Welfare reform may hurt education program

By Beverly Creamer
Advertiser Education Writer

Michele Saballa lives by a motto: "As long as you can dream it, you can be it."

Michele Saballa is among the Hawai'i residents working to get off welfare with help from Bridge to Hope.

Advertiser library photo • Feb. 4, 2002

But it's the Bridge to Hope program that has kept her motto and her dream alive.

The program allows single parents on welfare to get an education, work on campus for as few as eight hours a week and continue to receive assistance.

"If you can believe in yourself, you have no limit," said Saballa, who dropped out of school in the ninth grade because she was pregnant. "You can do anything you want."

Bridge to Hope was created by the state Legislature and the University of Hawai'i system two years ago to help single parents gain self-sufficiency before their benefits end as called for by the welfare reform law enacted in 1996.

The law expires Sept. 30, and Congress is preparing to reauthorize it. Bridge to Hope and programs like it could disappear under some proposals being debated.

How to contact Bridge to Hope

To reach the Bridge to Hope program, call coordinator Teresa Bill at 956-8059 or 454-4779. She can help single-parent welfare recipients apply for the program.

Teresa Bill, UH systemwide coordinator for Bridge to Hope, said that would be a tragedy.
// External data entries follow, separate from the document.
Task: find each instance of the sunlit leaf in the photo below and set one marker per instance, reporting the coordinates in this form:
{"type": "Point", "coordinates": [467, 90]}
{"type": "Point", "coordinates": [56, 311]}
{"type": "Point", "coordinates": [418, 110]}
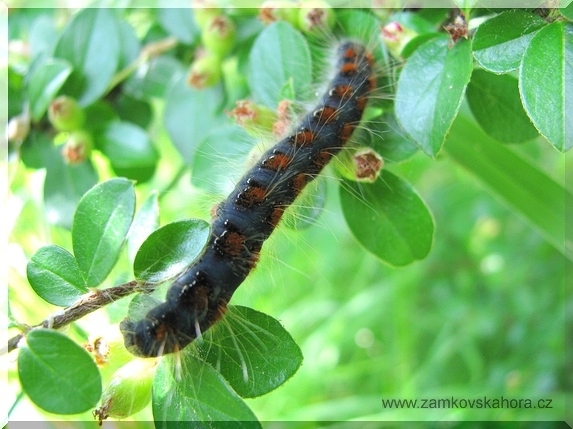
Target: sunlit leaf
{"type": "Point", "coordinates": [57, 374]}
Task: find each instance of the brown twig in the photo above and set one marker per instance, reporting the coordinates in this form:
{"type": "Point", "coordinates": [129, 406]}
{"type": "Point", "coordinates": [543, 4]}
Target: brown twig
{"type": "Point", "coordinates": [86, 304]}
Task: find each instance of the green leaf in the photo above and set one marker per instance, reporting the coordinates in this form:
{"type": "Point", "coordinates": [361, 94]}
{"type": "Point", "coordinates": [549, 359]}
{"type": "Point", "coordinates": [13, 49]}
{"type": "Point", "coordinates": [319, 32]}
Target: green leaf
{"type": "Point", "coordinates": [308, 206]}
{"type": "Point", "coordinates": [57, 374]}
{"type": "Point", "coordinates": [133, 110]}
{"type": "Point", "coordinates": [38, 150]}
{"type": "Point", "coordinates": [190, 115]}
{"type": "Point", "coordinates": [546, 83]}
{"type": "Point", "coordinates": [130, 46]}
{"type": "Point", "coordinates": [388, 218]}
{"type": "Point", "coordinates": [495, 103]}
{"type": "Point", "coordinates": [101, 223]}
{"type": "Point", "coordinates": [154, 78]}
{"type": "Point", "coordinates": [145, 222]}
{"type": "Point", "coordinates": [499, 43]}
{"type": "Point", "coordinates": [54, 275]}
{"type": "Point", "coordinates": [542, 201]}
{"type": "Point", "coordinates": [45, 82]}
{"type": "Point", "coordinates": [129, 149]}
{"type": "Point", "coordinates": [170, 249]}
{"type": "Point", "coordinates": [64, 186]}
{"type": "Point", "coordinates": [43, 36]}
{"type": "Point", "coordinates": [197, 393]}
{"type": "Point", "coordinates": [430, 90]}
{"type": "Point", "coordinates": [222, 152]}
{"type": "Point", "coordinates": [99, 115]}
{"type": "Point", "coordinates": [91, 43]}
{"type": "Point", "coordinates": [291, 62]}
{"type": "Point", "coordinates": [179, 22]}
{"type": "Point", "coordinates": [252, 351]}
{"type": "Point", "coordinates": [387, 138]}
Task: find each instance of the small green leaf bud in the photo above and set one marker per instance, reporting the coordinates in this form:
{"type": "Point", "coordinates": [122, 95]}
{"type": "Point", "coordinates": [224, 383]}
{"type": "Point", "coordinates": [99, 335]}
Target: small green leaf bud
{"type": "Point", "coordinates": [204, 11]}
{"type": "Point", "coordinates": [361, 165]}
{"type": "Point", "coordinates": [78, 147]}
{"type": "Point", "coordinates": [204, 72]}
{"type": "Point", "coordinates": [129, 390]}
{"type": "Point", "coordinates": [219, 35]}
{"type": "Point", "coordinates": [18, 128]}
{"type": "Point", "coordinates": [65, 114]}
{"type": "Point", "coordinates": [315, 16]}
{"type": "Point", "coordinates": [395, 36]}
{"type": "Point", "coordinates": [279, 10]}
{"type": "Point", "coordinates": [253, 117]}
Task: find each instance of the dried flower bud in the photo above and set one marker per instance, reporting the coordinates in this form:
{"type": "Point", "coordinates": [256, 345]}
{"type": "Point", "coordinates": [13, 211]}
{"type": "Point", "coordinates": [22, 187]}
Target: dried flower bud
{"type": "Point", "coordinates": [315, 16]}
{"type": "Point", "coordinates": [253, 117]}
{"type": "Point", "coordinates": [204, 72]}
{"type": "Point", "coordinates": [18, 128]}
{"type": "Point", "coordinates": [129, 390]}
{"type": "Point", "coordinates": [395, 36]}
{"type": "Point", "coordinates": [77, 148]}
{"type": "Point", "coordinates": [219, 35]}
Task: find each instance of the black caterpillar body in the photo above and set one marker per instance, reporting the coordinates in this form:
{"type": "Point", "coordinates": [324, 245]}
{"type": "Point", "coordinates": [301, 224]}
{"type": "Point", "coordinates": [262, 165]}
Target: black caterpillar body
{"type": "Point", "coordinates": [199, 296]}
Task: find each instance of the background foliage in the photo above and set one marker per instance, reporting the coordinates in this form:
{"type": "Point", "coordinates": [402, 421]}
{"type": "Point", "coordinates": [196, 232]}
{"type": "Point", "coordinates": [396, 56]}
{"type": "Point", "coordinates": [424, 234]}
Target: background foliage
{"type": "Point", "coordinates": [484, 314]}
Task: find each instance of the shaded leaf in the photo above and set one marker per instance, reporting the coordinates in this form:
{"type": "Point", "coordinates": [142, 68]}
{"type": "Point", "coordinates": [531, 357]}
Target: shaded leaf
{"type": "Point", "coordinates": [64, 186]}
{"type": "Point", "coordinates": [145, 222]}
{"type": "Point", "coordinates": [170, 249]}
{"type": "Point", "coordinates": [252, 351]}
{"type": "Point", "coordinates": [388, 218]}
{"type": "Point", "coordinates": [499, 43]}
{"type": "Point", "coordinates": [91, 43]}
{"type": "Point", "coordinates": [546, 83]}
{"type": "Point", "coordinates": [56, 384]}
{"type": "Point", "coordinates": [198, 394]}
{"type": "Point", "coordinates": [190, 115]}
{"type": "Point", "coordinates": [129, 149]}
{"type": "Point", "coordinates": [44, 83]}
{"type": "Point", "coordinates": [430, 90]}
{"type": "Point", "coordinates": [495, 103]}
{"type": "Point", "coordinates": [54, 275]}
{"type": "Point", "coordinates": [291, 64]}
{"type": "Point", "coordinates": [101, 223]}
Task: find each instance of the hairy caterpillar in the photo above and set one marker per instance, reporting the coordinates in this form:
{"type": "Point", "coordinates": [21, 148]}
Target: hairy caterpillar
{"type": "Point", "coordinates": [199, 296]}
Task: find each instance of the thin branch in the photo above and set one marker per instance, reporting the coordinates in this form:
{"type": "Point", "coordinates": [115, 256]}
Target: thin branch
{"type": "Point", "coordinates": [83, 306]}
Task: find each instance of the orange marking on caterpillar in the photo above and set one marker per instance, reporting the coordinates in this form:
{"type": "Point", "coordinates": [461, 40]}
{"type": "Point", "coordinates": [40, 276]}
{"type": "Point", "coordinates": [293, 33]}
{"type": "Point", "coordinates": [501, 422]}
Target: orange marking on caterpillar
{"type": "Point", "coordinates": [325, 114]}
{"type": "Point", "coordinates": [276, 162]}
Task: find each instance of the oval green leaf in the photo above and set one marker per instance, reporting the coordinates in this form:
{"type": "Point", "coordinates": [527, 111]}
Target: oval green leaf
{"type": "Point", "coordinates": [223, 151]}
{"type": "Point", "coordinates": [101, 223]}
{"type": "Point", "coordinates": [291, 64]}
{"type": "Point", "coordinates": [499, 43]}
{"type": "Point", "coordinates": [546, 83]}
{"type": "Point", "coordinates": [145, 222]}
{"type": "Point", "coordinates": [388, 218]}
{"type": "Point", "coordinates": [57, 374]}
{"type": "Point", "coordinates": [197, 393]}
{"type": "Point", "coordinates": [178, 22]}
{"type": "Point", "coordinates": [154, 78]}
{"type": "Point", "coordinates": [252, 351]}
{"type": "Point", "coordinates": [129, 149]}
{"type": "Point", "coordinates": [170, 249]}
{"type": "Point", "coordinates": [45, 82]}
{"type": "Point", "coordinates": [64, 186]}
{"type": "Point", "coordinates": [495, 103]}
{"type": "Point", "coordinates": [54, 275]}
{"type": "Point", "coordinates": [387, 138]}
{"type": "Point", "coordinates": [430, 90]}
{"type": "Point", "coordinates": [91, 43]}
{"type": "Point", "coordinates": [190, 115]}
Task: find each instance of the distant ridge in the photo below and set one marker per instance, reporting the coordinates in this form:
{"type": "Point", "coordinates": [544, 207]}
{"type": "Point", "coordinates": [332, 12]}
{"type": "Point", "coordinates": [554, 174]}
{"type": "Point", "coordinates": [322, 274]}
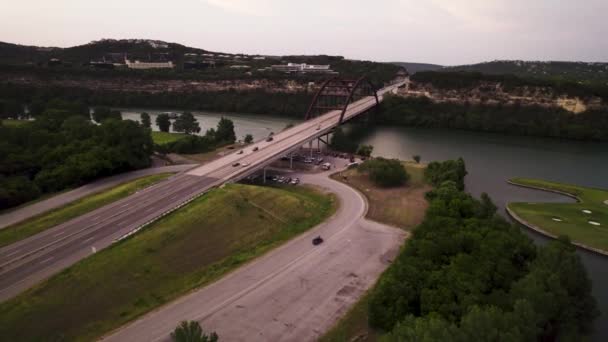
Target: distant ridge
{"type": "Point", "coordinates": [588, 71]}
{"type": "Point", "coordinates": [413, 68]}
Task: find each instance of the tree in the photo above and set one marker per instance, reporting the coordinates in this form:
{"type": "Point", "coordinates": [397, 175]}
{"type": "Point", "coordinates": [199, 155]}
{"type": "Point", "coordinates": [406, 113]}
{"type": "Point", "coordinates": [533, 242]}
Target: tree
{"type": "Point", "coordinates": [248, 139]}
{"type": "Point", "coordinates": [225, 131]}
{"type": "Point", "coordinates": [191, 331]}
{"type": "Point", "coordinates": [365, 150]}
{"type": "Point", "coordinates": [186, 123]}
{"type": "Point", "coordinates": [101, 114]}
{"type": "Point", "coordinates": [163, 122]}
{"type": "Point", "coordinates": [145, 120]}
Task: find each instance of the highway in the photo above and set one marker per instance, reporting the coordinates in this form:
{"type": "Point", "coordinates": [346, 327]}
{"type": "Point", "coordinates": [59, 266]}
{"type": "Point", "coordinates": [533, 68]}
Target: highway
{"type": "Point", "coordinates": [294, 293]}
{"type": "Point", "coordinates": [27, 262]}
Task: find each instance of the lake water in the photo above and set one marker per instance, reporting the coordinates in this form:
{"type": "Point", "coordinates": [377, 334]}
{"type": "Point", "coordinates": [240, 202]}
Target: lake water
{"type": "Point", "coordinates": [491, 160]}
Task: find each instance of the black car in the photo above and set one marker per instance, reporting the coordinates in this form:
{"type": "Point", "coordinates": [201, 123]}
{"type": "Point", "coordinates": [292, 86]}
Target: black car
{"type": "Point", "coordinates": [317, 241]}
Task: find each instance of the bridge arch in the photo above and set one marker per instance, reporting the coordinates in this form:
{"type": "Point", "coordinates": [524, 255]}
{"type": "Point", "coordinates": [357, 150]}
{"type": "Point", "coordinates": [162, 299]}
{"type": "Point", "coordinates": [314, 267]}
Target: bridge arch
{"type": "Point", "coordinates": [337, 94]}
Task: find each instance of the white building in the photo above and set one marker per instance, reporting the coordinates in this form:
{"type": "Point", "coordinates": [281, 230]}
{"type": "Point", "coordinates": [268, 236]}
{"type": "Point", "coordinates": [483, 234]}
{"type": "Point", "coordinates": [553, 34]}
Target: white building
{"type": "Point", "coordinates": [303, 68]}
{"type": "Point", "coordinates": [149, 65]}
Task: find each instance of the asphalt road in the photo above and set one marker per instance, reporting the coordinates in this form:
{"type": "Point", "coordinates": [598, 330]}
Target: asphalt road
{"type": "Point", "coordinates": [25, 263]}
{"type": "Point", "coordinates": [18, 215]}
{"type": "Point", "coordinates": [294, 293]}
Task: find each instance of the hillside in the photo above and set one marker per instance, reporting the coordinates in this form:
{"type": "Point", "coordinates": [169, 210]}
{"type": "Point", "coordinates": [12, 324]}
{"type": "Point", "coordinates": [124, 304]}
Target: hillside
{"type": "Point", "coordinates": [576, 71]}
{"type": "Point", "coordinates": [413, 68]}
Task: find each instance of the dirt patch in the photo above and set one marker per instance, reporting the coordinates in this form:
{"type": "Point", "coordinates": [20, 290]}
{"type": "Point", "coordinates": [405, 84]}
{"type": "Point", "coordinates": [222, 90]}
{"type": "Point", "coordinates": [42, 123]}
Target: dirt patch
{"type": "Point", "coordinates": [402, 207]}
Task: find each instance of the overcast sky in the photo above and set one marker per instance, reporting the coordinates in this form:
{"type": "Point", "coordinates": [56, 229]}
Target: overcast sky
{"type": "Point", "coordinates": [434, 31]}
"This is such an incentive for people to go back to school," Bill said. "For a small investment, a single parent on welfare can better their education, make a living wage and become an employed, tax-paying citizen."

For example, if Saballa, who is studying to become a counselor for troubled teens, were not in school full time, the law would require that she work or volunteer 32 hours per week in order to receive her benefits. As a full-time student, she must work only eight hours, and it is Bridge to Hope that provides her on-campus job and salary. That salary and her welfare benefits allow her to attend school and care for her three children still at home.

Hawai'i is one of more than a dozen states that allow welfare recipients to use education to meet their work requirements, Bill said.

"The U.S. House bill doesn't have the same kinds of local control," she said. "We're hoping the Senate version will include more of that. But the Bush administration is not really supporting education (as part of welfare reform). We haven't figured out what we would do if the House version passes."

In the past year, Bridge to Hope put 127 welfare parents into campus jobs throughout the UH system, bringing them closer to earning college degrees and leaving poverty behind.

"Basically, Bridge to Hope is a student employment program," Bill said. "You can't work 32 hours a week, plus go to school, plus take care of your kids, so this program supports welfare recipients to gain the skills and education they need to achieve lifelong economic self-sufficiency."

Nanette Miles is another single mother who found herself back in school to provide a more secure future for her two children, 12 and 15. After working for 14 years as a cosmetologist, she lost her job when her employer went out of business. A few months of unemployment made Miles realize her previous occupation and her education level didn't offer enough job security.

"But there's no way I could go back to school without this," Miles said of Bridge to Hope. "Hopefully I'll get a bachelor's degree in two (more) years and then, with my major in speech pathology, a master's."

Miles has supplemented her Bridge to Hope job answering phones in a Kapi'olani Community College office with two other campus part-time jobs.

"I need all three to make ends meet," she said. "But they work around my schedule. If I have to study for a final, they're so flexible."

With a new academic year beginning, more than 55 additional students will benefit from the program this year, if Congress allows the program to continue, Bill says.